With ‘split’ I mean create some space between blocks where fire has nothing to travel to the next block to spread.

I imagine that actions like dropping water with helicopters would also be unnecessary since we could ‘give up’ a burning block and then the fire would be over.

Or am I too naive about it?

In: Earth Science

29 Answers

Anonymous 0 Comments

Other comments are covering how fire spreads, so I’ll add this.

Forests have specific and nuanced wildlife ecosystems. The species that thrive in a forest, need the forest to exist as it has.

For example, you may remember one of the first and most important legal challenges against logging of old-growth forests: *Northern Spotted Owl v. Hoden* (later *Northern Spotted Owl v. Lujan*).

Not to get into all of it, but, one thing that came about.

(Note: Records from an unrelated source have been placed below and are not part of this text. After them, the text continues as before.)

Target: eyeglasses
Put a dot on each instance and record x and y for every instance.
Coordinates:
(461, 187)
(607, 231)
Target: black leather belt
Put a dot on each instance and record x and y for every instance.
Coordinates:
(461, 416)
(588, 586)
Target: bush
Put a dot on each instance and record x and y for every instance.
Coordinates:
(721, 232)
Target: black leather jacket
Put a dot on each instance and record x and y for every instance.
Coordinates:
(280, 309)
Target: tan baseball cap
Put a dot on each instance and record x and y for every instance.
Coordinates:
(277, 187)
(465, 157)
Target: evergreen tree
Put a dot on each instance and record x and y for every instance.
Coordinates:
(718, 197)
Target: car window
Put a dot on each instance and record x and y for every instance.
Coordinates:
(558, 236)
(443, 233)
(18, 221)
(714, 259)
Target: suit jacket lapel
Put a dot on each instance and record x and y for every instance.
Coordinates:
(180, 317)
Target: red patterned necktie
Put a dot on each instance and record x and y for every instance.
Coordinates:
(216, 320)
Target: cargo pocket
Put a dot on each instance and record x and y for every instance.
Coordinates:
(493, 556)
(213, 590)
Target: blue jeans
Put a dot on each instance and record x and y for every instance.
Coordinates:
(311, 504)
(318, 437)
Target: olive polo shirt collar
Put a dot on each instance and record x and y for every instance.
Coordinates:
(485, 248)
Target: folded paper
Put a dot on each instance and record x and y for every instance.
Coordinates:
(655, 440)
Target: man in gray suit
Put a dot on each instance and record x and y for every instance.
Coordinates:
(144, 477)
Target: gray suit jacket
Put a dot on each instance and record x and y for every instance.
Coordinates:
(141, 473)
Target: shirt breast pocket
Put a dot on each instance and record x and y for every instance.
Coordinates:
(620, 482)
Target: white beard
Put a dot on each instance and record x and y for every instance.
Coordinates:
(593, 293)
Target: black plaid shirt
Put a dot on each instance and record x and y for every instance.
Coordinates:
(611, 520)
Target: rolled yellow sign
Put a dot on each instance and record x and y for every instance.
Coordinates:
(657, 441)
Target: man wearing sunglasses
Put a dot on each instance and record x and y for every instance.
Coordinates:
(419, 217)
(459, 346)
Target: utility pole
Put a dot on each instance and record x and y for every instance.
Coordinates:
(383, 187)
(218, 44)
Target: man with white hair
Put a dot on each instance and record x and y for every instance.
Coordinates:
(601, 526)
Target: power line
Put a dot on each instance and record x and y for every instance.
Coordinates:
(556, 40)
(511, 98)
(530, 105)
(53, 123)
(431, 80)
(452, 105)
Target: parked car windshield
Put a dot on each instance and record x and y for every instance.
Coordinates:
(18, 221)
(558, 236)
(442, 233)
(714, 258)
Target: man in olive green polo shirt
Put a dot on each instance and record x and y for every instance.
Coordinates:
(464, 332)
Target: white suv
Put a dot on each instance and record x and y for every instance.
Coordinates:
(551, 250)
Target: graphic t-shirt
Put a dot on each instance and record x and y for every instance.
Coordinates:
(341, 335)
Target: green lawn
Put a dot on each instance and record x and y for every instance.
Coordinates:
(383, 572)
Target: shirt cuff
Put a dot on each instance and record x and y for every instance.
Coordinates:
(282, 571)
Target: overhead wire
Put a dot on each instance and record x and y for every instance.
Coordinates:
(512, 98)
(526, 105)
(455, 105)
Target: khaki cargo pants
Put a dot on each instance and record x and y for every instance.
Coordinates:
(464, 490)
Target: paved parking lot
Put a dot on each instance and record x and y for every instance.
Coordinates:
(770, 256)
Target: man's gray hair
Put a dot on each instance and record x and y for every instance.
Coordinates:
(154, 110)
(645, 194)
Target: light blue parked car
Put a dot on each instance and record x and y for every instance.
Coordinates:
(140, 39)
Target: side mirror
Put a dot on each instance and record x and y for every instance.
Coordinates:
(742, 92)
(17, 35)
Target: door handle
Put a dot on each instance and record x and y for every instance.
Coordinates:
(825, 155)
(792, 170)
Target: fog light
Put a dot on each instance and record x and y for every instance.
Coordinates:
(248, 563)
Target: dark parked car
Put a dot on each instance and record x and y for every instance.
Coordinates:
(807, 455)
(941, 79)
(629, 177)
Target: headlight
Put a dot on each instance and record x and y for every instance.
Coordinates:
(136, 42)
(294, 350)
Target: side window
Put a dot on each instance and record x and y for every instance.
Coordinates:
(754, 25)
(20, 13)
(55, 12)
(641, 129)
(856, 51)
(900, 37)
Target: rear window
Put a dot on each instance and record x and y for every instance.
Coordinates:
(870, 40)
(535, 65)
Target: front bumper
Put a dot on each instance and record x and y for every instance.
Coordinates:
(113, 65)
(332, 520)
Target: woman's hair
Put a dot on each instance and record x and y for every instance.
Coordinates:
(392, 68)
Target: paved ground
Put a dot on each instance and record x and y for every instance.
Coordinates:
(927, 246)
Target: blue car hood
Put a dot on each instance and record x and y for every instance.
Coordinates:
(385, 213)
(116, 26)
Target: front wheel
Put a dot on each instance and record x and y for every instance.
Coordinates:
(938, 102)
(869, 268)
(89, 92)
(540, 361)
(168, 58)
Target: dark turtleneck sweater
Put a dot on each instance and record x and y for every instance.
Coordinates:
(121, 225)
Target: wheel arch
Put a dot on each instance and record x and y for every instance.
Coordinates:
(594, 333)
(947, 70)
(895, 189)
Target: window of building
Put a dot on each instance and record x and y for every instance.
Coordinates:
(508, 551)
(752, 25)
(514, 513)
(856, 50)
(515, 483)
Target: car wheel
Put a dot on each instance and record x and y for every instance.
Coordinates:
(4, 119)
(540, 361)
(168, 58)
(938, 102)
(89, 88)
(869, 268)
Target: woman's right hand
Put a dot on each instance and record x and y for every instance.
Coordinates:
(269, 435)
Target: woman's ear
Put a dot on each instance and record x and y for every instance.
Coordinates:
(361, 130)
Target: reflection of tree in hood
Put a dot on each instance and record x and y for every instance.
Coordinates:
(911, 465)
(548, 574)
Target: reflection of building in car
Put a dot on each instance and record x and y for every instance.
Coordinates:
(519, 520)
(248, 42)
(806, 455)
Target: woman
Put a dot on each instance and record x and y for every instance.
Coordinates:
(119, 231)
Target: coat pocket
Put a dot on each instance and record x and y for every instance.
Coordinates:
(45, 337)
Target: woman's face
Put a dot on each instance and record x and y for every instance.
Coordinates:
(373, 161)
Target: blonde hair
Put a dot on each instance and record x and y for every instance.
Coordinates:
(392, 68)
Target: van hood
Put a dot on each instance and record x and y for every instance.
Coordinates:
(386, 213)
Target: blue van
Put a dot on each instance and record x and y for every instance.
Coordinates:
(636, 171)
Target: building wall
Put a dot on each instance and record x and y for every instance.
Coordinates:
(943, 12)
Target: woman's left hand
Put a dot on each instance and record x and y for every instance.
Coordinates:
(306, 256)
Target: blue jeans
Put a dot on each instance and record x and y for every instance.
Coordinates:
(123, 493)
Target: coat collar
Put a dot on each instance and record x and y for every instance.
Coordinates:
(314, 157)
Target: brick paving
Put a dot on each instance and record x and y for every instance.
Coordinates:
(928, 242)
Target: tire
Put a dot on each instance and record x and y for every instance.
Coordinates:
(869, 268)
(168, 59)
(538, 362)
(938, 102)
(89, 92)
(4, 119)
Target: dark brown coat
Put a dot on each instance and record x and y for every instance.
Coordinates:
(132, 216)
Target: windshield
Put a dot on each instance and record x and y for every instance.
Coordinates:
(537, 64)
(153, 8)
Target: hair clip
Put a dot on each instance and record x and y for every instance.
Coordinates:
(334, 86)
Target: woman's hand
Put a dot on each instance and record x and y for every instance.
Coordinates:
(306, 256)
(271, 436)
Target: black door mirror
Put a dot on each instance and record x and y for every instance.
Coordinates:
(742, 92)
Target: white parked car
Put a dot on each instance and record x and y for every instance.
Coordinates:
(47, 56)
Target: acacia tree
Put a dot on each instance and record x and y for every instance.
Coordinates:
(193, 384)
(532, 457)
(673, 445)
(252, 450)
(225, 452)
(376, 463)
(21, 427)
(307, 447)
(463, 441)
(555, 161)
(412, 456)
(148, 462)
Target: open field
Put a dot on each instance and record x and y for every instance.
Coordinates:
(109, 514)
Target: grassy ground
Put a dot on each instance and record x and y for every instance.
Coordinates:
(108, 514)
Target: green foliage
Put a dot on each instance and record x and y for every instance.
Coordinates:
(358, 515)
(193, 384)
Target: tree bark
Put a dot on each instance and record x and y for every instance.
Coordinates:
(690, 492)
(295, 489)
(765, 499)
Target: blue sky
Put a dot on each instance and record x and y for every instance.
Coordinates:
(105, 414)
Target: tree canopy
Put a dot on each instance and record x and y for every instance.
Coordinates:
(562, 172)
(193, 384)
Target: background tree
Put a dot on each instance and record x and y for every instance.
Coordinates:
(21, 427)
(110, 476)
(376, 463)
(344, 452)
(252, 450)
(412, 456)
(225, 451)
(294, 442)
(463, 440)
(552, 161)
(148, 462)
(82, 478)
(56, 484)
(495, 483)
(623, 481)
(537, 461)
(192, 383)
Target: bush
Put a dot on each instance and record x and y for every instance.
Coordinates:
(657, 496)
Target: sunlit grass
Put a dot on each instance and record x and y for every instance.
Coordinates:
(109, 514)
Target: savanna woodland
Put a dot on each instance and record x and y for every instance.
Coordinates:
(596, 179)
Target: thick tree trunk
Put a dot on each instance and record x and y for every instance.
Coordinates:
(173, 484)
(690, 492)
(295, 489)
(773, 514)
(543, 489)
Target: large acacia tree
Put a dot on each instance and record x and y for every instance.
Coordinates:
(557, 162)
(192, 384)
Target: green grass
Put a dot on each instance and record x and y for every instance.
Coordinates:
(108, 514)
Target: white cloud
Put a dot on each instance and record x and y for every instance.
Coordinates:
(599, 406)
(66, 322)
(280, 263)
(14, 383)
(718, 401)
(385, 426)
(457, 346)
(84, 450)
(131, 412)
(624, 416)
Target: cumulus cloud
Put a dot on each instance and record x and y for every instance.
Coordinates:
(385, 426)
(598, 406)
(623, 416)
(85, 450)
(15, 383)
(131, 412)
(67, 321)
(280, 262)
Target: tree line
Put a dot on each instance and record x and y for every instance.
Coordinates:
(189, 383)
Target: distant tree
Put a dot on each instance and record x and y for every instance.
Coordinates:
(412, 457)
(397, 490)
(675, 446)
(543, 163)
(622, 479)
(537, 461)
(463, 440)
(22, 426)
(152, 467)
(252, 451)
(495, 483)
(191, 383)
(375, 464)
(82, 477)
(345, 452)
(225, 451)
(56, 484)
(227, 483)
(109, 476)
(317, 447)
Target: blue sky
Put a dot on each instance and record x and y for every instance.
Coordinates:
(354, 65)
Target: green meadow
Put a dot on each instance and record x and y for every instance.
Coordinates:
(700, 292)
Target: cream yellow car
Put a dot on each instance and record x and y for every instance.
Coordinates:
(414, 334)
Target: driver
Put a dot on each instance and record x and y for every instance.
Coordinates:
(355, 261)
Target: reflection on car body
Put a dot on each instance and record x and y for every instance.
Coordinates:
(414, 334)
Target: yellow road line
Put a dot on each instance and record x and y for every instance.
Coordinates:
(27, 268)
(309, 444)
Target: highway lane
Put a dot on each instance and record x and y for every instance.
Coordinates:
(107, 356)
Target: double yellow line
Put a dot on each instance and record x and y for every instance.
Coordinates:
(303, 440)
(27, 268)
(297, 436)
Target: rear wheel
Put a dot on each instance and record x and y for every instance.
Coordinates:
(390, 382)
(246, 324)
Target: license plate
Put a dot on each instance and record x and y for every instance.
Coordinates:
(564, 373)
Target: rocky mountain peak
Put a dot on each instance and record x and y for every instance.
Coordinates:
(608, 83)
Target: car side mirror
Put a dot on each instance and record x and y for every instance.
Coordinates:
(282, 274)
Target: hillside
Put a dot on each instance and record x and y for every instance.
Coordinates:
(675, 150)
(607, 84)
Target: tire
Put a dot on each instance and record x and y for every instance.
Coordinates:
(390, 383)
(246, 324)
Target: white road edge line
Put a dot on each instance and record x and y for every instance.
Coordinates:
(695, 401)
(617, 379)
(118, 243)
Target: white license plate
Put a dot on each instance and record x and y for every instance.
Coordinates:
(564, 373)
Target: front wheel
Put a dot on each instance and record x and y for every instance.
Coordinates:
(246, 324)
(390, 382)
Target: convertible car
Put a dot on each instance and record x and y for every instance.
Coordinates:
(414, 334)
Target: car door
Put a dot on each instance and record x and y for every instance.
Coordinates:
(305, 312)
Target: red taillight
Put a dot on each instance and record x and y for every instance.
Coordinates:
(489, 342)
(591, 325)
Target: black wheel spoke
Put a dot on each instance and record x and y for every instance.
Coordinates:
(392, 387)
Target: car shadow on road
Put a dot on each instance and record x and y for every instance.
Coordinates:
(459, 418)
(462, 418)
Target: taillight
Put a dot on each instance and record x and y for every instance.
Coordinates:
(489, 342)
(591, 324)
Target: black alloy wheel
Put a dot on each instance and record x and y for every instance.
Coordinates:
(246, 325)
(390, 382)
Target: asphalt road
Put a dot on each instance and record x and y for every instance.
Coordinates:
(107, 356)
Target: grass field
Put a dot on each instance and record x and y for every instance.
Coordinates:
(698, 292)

Lumber argued that to protect the owl, they would only ‘clear-cut’ specific squares and as such the forest would look like a checkerboard. Wide swaths of empty nothing next to wide swaths of forests. But that didn’t work. The owls and other birds of prey need cover. They can’t hunt in open fields. Meanwhile the animals (who are prey) that live in cover are exposed in open fields. There are few species that live in old growth forests that can exist in a checkerboard of open fields. That’s just not how it works.

Point being, there are many factors at work here that have an influence on forest management. It’s not just preventing forest fires – which, I’ll add, is a natural part of forest health – but of course NOT fires due to habitat loss/climate change/assholes burning forests because they launched fireworks during a ‘gender-reveal’ party.